This happened due to LC misbehaving. Log on the machine says: > 2010-08-13 16:33:52,771 ... <Fault 1: 'xmlrpclib.ProtocolError:<ProtocolError for beaker.engineering.redhat.com/client/: -1 >'> Harness tried to get away with it, but it does not work. And later when trying to stop the task Scheduler says: > <Fault 1: "bkr.server.bexceptions.BX:'recipe task 279973 was never started'"> And then the task is scheduled to run again as next one with Waiting status. Resolution: - do not rely on server only to decide which task to run - task_start and task_end need to be more robust - report any failed XML-RPC's on console Note: And make sure not to get into infinite loop! We do not want a single broken RPC breaking whole job.

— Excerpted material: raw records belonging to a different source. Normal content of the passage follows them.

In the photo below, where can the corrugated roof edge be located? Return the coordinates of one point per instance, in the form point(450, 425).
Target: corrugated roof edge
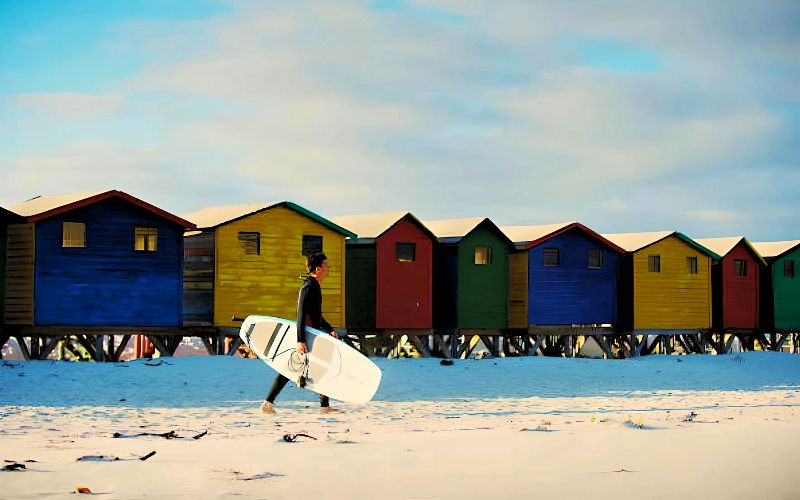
point(776, 257)
point(113, 193)
point(580, 226)
point(9, 216)
point(321, 220)
point(697, 245)
point(297, 208)
point(415, 221)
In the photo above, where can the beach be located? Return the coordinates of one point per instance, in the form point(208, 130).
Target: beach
point(655, 427)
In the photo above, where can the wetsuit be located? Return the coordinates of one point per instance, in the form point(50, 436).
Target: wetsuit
point(309, 312)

Bill, I seek your opinion: I have repeating implemented but... Are XML-RPC failures as seen in Comment 2 ever expected? [1] If a call has correct parameters [2] and network is fine, shall I simple repeat the call until it passes and let EWD kill the job if it does not? [3] Thinking about it, harness should not repeat the real calls, but instead of them use a ping-like call: Bug 636093 [1] The first one. The second one is a consequence I am trying to get rid of. [2] Let's suppose it does - otherwise something is broken already and the task/recipe will be broken anyway. [3] For cases of broken network setup I filled in Bug 636080.
Created attachment 449887 [details] repeating-proxy: per-call repeating
Created attachment 449888 [details] repeat task_start - until it pass
Though it would work for task_start, this will require more sophisticated approach: 1. if the call fails, use ping call (as in Bug 636093) to determine if the net is broken and wait until service is restored. Repeat ping until: 1.1 the original call succeeds: go on wth next calls. 1.2 the ping succeeds: retry original call (2) 2. before repeating the call, try to get the original call's status: 2.1 e.g. for task_start/task_end use task_info 2.2 for task_result/upload_file repeat the call 3. the call must finish in finite time in the worst case and this must be reported: 3.1 try to push new result 3.2 message on console if the result fails Thanks to Bill for kicking me off.
As this is not a high priority bug fix and I won't be able to provide and test the golden-grail solution for 0.5.58 I am pushing this ahead too.
...and once more.
Ping - Is this still an issue?
Risk at least.
I haven't seen this issue for a long time. Won't mind closing this as fixed. Thanks.
closing, if seen again please re-open.